J’ai toujours aimé jouer aux cow-boys et aux indiens. Aux gendarmes et aux voleurs. J’étais toujours l’indien ou le voleur. Maintenant le jeu serait plutôt le chat et la souris, version les poulets et le coyote. Dans ce monde-ci, les poulets mangent le coyote, pas l’inverse. Je ne sais plus qui a dit qu’il n’y a pas de différences, chez les hommes, entre un enfant et un adulte, sauf que pour ce dernier, ses jouets coûtent plus chers. Et mon jouet, il coûte vraiment cher. 300 CV, 4 roues motrices, 255 km/h, 8 à 14 l de super aux 100km, on est loin du diesel qui pue en se traînant.
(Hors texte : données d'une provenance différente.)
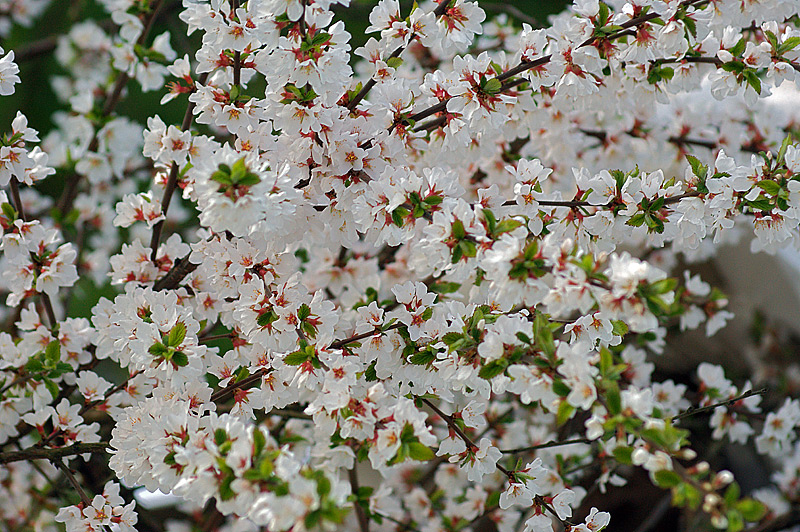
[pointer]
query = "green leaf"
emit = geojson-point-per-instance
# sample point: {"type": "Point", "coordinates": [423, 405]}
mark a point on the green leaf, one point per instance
{"type": "Point", "coordinates": [752, 79]}
{"type": "Point", "coordinates": [769, 186]}
{"type": "Point", "coordinates": [666, 478]}
{"type": "Point", "coordinates": [443, 287]}
{"type": "Point", "coordinates": [221, 177]}
{"type": "Point", "coordinates": [506, 226]}
{"type": "Point", "coordinates": [738, 48]}
{"type": "Point", "coordinates": [51, 387]}
{"type": "Point", "coordinates": [735, 521]}
{"type": "Point", "coordinates": [699, 169]}
{"type": "Point", "coordinates": [752, 510]}
{"type": "Point", "coordinates": [9, 212]}
{"type": "Point", "coordinates": [606, 361]}
{"type": "Point", "coordinates": [565, 411]}
{"type": "Point", "coordinates": [421, 453]}
{"type": "Point", "coordinates": [493, 369]}
{"type": "Point", "coordinates": [259, 441]}
{"type": "Point", "coordinates": [34, 365]}
{"type": "Point", "coordinates": [158, 350]}
{"type": "Point", "coordinates": [560, 388]}
{"type": "Point", "coordinates": [619, 327]}
{"type": "Point", "coordinates": [623, 454]}
{"type": "Point", "coordinates": [422, 358]}
{"type": "Point", "coordinates": [370, 375]}
{"type": "Point", "coordinates": [493, 86]}
{"type": "Point", "coordinates": [52, 353]}
{"type": "Point", "coordinates": [296, 358]}
{"type": "Point", "coordinates": [491, 221]}
{"type": "Point", "coordinates": [602, 17]}
{"type": "Point", "coordinates": [732, 494]}
{"type": "Point", "coordinates": [179, 358]}
{"type": "Point", "coordinates": [266, 318]}
{"type": "Point", "coordinates": [468, 249]}
{"type": "Point", "coordinates": [433, 200]}
{"type": "Point", "coordinates": [176, 335]}
{"type": "Point", "coordinates": [789, 44]}
{"type": "Point", "coordinates": [664, 285]}
{"type": "Point", "coordinates": [220, 437]}
{"type": "Point", "coordinates": [394, 62]}
{"type": "Point", "coordinates": [613, 398]}
{"type": "Point", "coordinates": [458, 230]}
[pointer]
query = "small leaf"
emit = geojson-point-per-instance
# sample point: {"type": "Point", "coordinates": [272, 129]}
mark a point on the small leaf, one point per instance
{"type": "Point", "coordinates": [666, 478]}
{"type": "Point", "coordinates": [493, 86]}
{"type": "Point", "coordinates": [179, 358]}
{"type": "Point", "coordinates": [296, 358]}
{"type": "Point", "coordinates": [176, 335]}
{"type": "Point", "coordinates": [565, 411]}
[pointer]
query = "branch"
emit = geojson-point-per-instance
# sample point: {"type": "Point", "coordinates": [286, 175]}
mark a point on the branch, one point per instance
{"type": "Point", "coordinates": [452, 425]}
{"type": "Point", "coordinates": [692, 410]}
{"type": "Point", "coordinates": [36, 453]}
{"type": "Point", "coordinates": [440, 10]}
{"type": "Point", "coordinates": [70, 191]}
{"type": "Point", "coordinates": [172, 180]}
{"type": "Point", "coordinates": [72, 480]}
{"type": "Point", "coordinates": [545, 445]}
{"type": "Point", "coordinates": [338, 344]}
{"type": "Point", "coordinates": [363, 520]}
{"type": "Point", "coordinates": [180, 269]}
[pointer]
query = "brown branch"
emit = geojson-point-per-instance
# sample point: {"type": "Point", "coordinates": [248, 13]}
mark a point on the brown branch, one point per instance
{"type": "Point", "coordinates": [38, 453]}
{"type": "Point", "coordinates": [363, 520]}
{"type": "Point", "coordinates": [180, 269]}
{"type": "Point", "coordinates": [545, 446]}
{"type": "Point", "coordinates": [70, 192]}
{"type": "Point", "coordinates": [440, 10]}
{"type": "Point", "coordinates": [172, 180]}
{"type": "Point", "coordinates": [692, 410]}
{"type": "Point", "coordinates": [338, 344]}
{"type": "Point", "coordinates": [72, 480]}
{"type": "Point", "coordinates": [452, 425]}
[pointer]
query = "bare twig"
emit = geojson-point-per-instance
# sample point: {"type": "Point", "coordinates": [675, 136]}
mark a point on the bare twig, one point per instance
{"type": "Point", "coordinates": [37, 453]}
{"type": "Point", "coordinates": [691, 411]}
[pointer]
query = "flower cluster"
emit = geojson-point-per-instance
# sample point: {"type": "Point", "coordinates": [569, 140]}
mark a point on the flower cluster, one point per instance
{"type": "Point", "coordinates": [425, 289]}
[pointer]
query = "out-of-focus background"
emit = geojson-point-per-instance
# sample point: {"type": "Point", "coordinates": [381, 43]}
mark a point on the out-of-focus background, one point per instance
{"type": "Point", "coordinates": [34, 48]}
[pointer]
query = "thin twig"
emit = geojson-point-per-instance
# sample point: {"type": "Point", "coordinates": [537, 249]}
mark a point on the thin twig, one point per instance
{"type": "Point", "coordinates": [363, 520]}
{"type": "Point", "coordinates": [37, 453]}
{"type": "Point", "coordinates": [691, 411]}
{"type": "Point", "coordinates": [545, 445]}
{"type": "Point", "coordinates": [72, 480]}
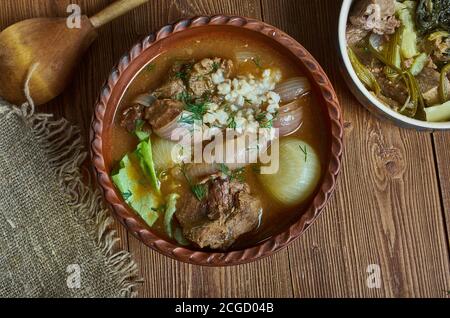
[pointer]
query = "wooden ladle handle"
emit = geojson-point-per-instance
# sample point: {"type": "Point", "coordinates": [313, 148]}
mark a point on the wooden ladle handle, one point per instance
{"type": "Point", "coordinates": [115, 10]}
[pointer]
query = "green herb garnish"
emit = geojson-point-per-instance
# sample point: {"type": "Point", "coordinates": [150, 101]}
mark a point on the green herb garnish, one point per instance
{"type": "Point", "coordinates": [216, 67]}
{"type": "Point", "coordinates": [127, 195]}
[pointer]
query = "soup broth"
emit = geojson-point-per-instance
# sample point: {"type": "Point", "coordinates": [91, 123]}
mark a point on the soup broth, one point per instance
{"type": "Point", "coordinates": [275, 215]}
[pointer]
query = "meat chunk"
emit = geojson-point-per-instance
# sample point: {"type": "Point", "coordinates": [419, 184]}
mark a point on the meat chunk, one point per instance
{"type": "Point", "coordinates": [130, 116]}
{"type": "Point", "coordinates": [200, 81]}
{"type": "Point", "coordinates": [228, 212]}
{"type": "Point", "coordinates": [162, 112]}
{"type": "Point", "coordinates": [393, 89]}
{"type": "Point", "coordinates": [376, 16]}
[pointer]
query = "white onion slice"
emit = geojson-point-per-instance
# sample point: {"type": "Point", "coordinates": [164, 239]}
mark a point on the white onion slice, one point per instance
{"type": "Point", "coordinates": [245, 56]}
{"type": "Point", "coordinates": [293, 88]}
{"type": "Point", "coordinates": [145, 100]}
{"type": "Point", "coordinates": [290, 118]}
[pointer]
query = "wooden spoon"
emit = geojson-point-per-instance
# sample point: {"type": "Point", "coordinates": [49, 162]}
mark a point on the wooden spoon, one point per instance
{"type": "Point", "coordinates": [54, 47]}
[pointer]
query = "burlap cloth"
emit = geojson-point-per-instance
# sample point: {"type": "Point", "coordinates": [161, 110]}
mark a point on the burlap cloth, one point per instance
{"type": "Point", "coordinates": [55, 239]}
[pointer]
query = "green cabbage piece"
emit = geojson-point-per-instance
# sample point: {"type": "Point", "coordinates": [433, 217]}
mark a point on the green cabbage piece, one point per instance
{"type": "Point", "coordinates": [136, 190]}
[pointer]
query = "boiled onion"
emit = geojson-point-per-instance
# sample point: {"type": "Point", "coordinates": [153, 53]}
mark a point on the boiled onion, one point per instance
{"type": "Point", "coordinates": [298, 174]}
{"type": "Point", "coordinates": [293, 88]}
{"type": "Point", "coordinates": [167, 131]}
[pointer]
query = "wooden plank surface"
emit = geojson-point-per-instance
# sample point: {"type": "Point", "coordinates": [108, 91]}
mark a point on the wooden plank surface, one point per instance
{"type": "Point", "coordinates": [392, 204]}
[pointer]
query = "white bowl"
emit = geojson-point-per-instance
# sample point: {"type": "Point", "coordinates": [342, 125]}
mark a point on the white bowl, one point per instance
{"type": "Point", "coordinates": [363, 95]}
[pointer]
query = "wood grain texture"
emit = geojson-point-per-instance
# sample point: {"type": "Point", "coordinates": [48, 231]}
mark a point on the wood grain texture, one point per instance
{"type": "Point", "coordinates": [390, 203]}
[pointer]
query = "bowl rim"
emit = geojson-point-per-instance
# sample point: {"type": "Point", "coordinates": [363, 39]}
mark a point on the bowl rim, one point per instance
{"type": "Point", "coordinates": [391, 114]}
{"type": "Point", "coordinates": [271, 245]}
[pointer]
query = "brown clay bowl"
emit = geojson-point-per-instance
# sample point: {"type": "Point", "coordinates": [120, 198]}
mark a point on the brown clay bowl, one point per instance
{"type": "Point", "coordinates": [139, 56]}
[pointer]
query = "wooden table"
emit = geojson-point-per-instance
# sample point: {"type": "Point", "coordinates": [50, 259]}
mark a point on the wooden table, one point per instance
{"type": "Point", "coordinates": [392, 204]}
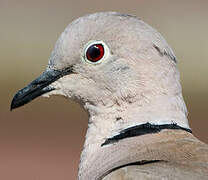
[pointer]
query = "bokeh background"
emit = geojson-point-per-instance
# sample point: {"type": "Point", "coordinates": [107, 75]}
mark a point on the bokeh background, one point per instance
{"type": "Point", "coordinates": [43, 140]}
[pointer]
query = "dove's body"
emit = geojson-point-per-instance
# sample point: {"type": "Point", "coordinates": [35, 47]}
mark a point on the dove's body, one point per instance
{"type": "Point", "coordinates": [124, 74]}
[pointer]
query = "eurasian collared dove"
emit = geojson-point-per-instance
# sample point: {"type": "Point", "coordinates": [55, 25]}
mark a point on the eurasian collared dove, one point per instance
{"type": "Point", "coordinates": [124, 74]}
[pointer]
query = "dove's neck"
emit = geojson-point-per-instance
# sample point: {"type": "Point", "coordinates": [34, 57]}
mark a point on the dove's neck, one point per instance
{"type": "Point", "coordinates": [106, 122]}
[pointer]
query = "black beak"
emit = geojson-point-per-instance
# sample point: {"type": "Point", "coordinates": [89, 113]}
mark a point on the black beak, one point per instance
{"type": "Point", "coordinates": [39, 86]}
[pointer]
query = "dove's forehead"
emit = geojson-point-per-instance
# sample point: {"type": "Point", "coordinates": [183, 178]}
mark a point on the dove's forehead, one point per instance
{"type": "Point", "coordinates": [115, 29]}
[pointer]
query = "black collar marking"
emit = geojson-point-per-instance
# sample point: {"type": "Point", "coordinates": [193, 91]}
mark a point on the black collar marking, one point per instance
{"type": "Point", "coordinates": [142, 129]}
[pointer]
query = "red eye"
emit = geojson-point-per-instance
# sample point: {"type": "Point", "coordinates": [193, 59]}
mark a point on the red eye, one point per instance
{"type": "Point", "coordinates": [95, 52]}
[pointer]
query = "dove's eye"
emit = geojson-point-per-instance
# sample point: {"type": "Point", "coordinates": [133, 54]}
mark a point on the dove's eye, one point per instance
{"type": "Point", "coordinates": [95, 52]}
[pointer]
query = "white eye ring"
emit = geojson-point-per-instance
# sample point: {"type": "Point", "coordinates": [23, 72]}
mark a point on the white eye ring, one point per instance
{"type": "Point", "coordinates": [102, 53]}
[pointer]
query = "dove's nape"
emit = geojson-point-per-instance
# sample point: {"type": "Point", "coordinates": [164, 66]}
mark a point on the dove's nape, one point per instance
{"type": "Point", "coordinates": [124, 74]}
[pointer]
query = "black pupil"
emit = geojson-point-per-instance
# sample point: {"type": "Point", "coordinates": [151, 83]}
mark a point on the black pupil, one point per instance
{"type": "Point", "coordinates": [93, 52]}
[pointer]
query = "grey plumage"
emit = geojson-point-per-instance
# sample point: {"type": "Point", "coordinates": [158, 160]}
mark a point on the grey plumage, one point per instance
{"type": "Point", "coordinates": [124, 74]}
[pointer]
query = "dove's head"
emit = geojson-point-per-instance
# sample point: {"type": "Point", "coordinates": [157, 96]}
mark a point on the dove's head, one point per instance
{"type": "Point", "coordinates": [110, 59]}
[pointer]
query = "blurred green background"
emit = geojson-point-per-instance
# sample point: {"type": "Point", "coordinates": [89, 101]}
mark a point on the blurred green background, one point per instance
{"type": "Point", "coordinates": [43, 140]}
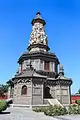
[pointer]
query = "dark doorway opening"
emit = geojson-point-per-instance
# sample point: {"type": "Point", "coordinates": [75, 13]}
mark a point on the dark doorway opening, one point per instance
{"type": "Point", "coordinates": [47, 92]}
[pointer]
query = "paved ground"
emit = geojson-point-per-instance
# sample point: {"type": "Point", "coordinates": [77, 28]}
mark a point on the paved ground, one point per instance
{"type": "Point", "coordinates": [27, 114]}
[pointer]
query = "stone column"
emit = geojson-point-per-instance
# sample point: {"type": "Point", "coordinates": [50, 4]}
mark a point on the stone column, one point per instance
{"type": "Point", "coordinates": [9, 92]}
{"type": "Point", "coordinates": [31, 93]}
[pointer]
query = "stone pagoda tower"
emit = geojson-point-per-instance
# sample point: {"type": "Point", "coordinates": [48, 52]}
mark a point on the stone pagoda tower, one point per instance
{"type": "Point", "coordinates": [38, 79]}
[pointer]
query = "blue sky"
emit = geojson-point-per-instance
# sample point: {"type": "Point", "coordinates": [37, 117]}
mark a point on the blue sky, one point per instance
{"type": "Point", "coordinates": [63, 30]}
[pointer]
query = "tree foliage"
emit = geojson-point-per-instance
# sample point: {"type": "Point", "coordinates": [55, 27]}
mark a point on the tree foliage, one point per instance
{"type": "Point", "coordinates": [3, 89]}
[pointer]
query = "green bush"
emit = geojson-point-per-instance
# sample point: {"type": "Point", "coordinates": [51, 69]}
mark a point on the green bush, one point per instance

Quoique côté bilan écologique c’est pareil : déplorable. Mais il faut bien assumer ses contradictions, pas vrai ?

Dans ce monde-ci, les voitures peuvent rouler à 255 km/h, enfin pas toutes, mais ça ne sert à rien. Les radars et les poulets sont là pour le rappeler. Alors, pour débrider le moteur de temps en temps, j’ai le coyote qui m’avertit obligeamment des risques. Parce que ces poulets-là mangent des points. Ils voudraient bien aussi manger le coyote mais ils n’ont pas encore réussi, il se défend bien.

Donc, cette nuit, vers 2h du matin, à jeun, je libérais la voiture sur la voie express. Le coyote était silencieux. Un petit 160. Vitesse de croisière, à peine un feulement de plaisir. Personne sur la voie. Juste un trainard que j’ai doublé en un dixième de seconde, bientôt deux phares très loin derrière… Sauf que ces phares sont restés accrochés puis se sont rapprochés. Pas eu le temps de voir le modèle en le doublant mais franchement il ne pouvait pas faire la maille. Enfoncé l’accélérateur, la belle a bondi, le moteur est devenu rageur. Bientôt 230. Et l’autre s’accrochait. Encore loin mais ce n’était pas normal. Et là j’avoue que j’ai commencé à m’inquiéter. Quand tu joues avec les vitesses interdites, tu acquiers une sorte de sixième sens qui souvent te sort d’affaire, bien avant que le coyote ne s’active. Je n’aimais pas la tournure que ça prenait. Puis une montée d’adrénaline quand mon suiveur a mis en route son gyrophare. C’en était un ! J’étais encore trop loin pour qu’il puisse enregistrer la plaque d’immatriculation qu’il n’avait pas pu lire quand je l’ai doublé. Dans ces moments-là, le choix est délicat mais il ne faut pas tergiverser. Accélérateur à fond, 255 puis 270 au compteur, tchao pantin, bye bye la gallinacée, le gyrophare s’éloignait. Et c’est alors que le coyote s’est mis en route. Radar mobile à 3 km, les poulets veillent la nuit.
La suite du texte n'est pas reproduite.